Deutsche Kommunen hoffen, dass Spanierinnen bleiben

Seit ihrer Ankunft im September hat Brenda viel über Deutschland gelernt. Sie hat sich über Schnee gefreut, über die Taktung und Zuverlässigkeit von Bussen und S-Bahnen gewundert. Sie habe sich für eine Wohnung in der Nähe der Kita entschieden, damit sie nicht auf den Bus angewiesen sei und zu Fuß gehen könne, erzählt sie. Zunächst waren die spanischen Erzieherinnen in Gastfamilien untergebracht, die Wohnungssuche als Ausländerin auf dem angespannten Markt funktionierte nur mit Unterstützung von Kolleginnen.

Die Region Hannover hat ein Interesse daran, dass Brenda Hornos Justicia nach ihrer staatlichen Anerkennung als Erzieherin in Deutschland in einer ihrer 21 Kommunen bleibt. Schon jetzt fehlten in der Kinderbetreuung der Region 600 Fachkräfte, bis 2030 werden es nach Berechnungen 6.122 offene Stellen sein, sagt Projektkoordinatorin Leena Wilke. In der Region Hannover leben rund 1,2 Millionen Menschen.

Die Bezahlung in der niedersächsischen Kita ist besser als in Barcelona, die Arbeit findet Brenda Hornos Justicia spannend, doch ihr Vater und Bruder sowie viele Freunde leben in Spanien. Aktuell könne sie nicht sagen, wie lange sie bleiben werde, sagt die 29-Jährige: «Es ist gut hier zu leben für einige Zeit. Ich bin zufrieden im Moment.»

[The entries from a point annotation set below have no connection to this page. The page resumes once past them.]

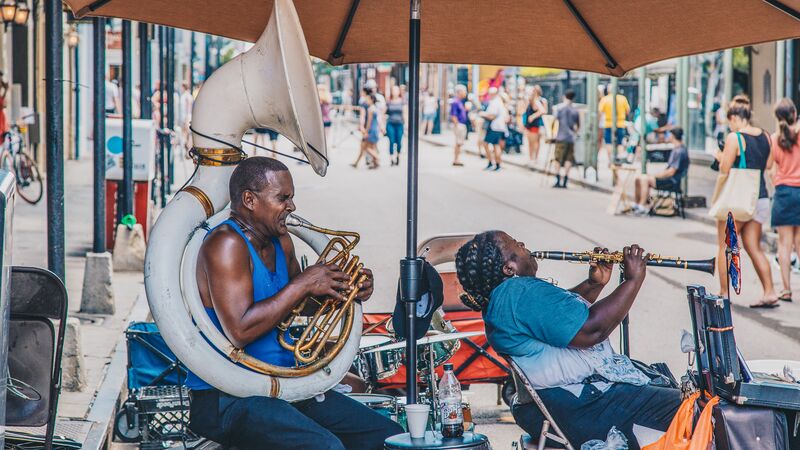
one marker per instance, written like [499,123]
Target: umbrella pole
[411,266]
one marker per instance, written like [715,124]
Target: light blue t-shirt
[534,321]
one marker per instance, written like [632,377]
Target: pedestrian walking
[429,106]
[395,122]
[568,124]
[786,201]
[752,143]
[623,109]
[460,118]
[537,107]
[371,134]
[497,115]
[112,97]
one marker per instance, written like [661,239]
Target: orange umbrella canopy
[604,36]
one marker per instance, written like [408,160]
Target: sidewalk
[86,415]
[701,179]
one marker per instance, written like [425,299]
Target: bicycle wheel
[7,162]
[29,181]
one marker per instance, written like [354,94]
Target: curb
[769,238]
[101,414]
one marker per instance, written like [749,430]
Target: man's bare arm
[230,284]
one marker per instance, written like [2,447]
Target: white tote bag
[739,194]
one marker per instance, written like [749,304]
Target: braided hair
[479,266]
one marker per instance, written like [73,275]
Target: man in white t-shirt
[497,113]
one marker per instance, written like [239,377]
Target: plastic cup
[417,419]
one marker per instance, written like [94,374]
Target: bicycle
[14,159]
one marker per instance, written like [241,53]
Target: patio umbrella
[604,36]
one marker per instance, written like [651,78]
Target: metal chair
[527,394]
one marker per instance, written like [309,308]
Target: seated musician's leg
[592,415]
[260,422]
[357,426]
[624,405]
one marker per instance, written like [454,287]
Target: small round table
[433,440]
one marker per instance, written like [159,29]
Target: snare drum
[377,365]
[385,405]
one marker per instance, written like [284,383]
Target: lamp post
[73,39]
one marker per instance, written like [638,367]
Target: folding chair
[527,394]
[661,197]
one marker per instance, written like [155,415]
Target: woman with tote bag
[753,145]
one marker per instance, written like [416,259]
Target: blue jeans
[591,415]
[395,133]
[338,422]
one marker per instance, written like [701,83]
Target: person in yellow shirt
[606,109]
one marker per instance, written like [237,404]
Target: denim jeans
[395,133]
[591,415]
[338,422]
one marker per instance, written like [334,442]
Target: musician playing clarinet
[249,281]
[559,338]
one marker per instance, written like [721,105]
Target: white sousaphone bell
[271,85]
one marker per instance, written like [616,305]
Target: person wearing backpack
[753,144]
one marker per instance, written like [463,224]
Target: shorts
[761,214]
[786,206]
[494,137]
[666,184]
[461,133]
[607,135]
[565,151]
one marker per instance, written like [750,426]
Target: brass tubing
[314,340]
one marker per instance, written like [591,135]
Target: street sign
[144,144]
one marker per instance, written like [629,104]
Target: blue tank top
[265,284]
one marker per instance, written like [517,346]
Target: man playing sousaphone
[559,338]
[249,281]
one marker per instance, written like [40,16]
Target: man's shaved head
[253,175]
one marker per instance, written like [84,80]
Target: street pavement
[451,199]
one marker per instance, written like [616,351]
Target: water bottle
[450,404]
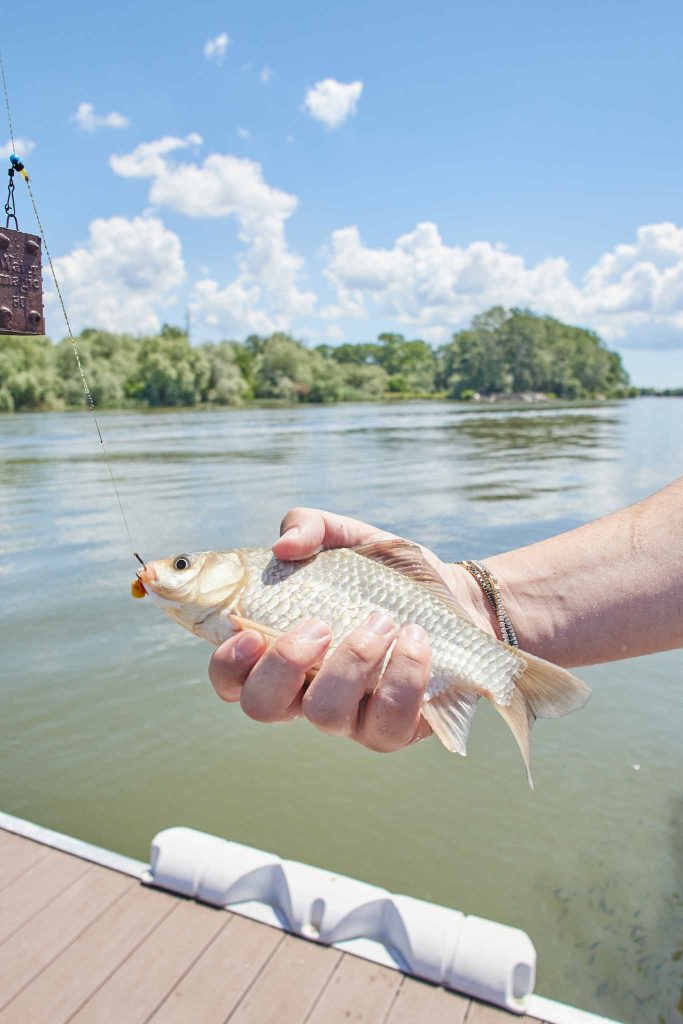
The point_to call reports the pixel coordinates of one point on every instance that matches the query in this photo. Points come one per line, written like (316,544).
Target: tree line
(503,352)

Bildungsverwaltung berichtet von geringer Abbrecherquote

Bremen, eines der ersten Bundesländer, das spanische Erzieherinnen nach Deutschland geholt hat, hat bislang gute Erfahrungen mit den Fachkräften aus dem Ausland gemacht: Lediglich neun Personen seien nach Spanien zurückgekehrt. Die Abbrecherquote in dem Programm sei relativ gering, lässt das Bremer Bildungsressort wissen. Von 152 in den vergangenen Jahren angeworbenen Kita-Fachkräften schlossen demnach 124 Erzieherinnen und Erzieher das Programm erfolgreich ab, 115 von ihnen wurden unmittelbar danach in Einrichtungen des Landes Bremen angestellt.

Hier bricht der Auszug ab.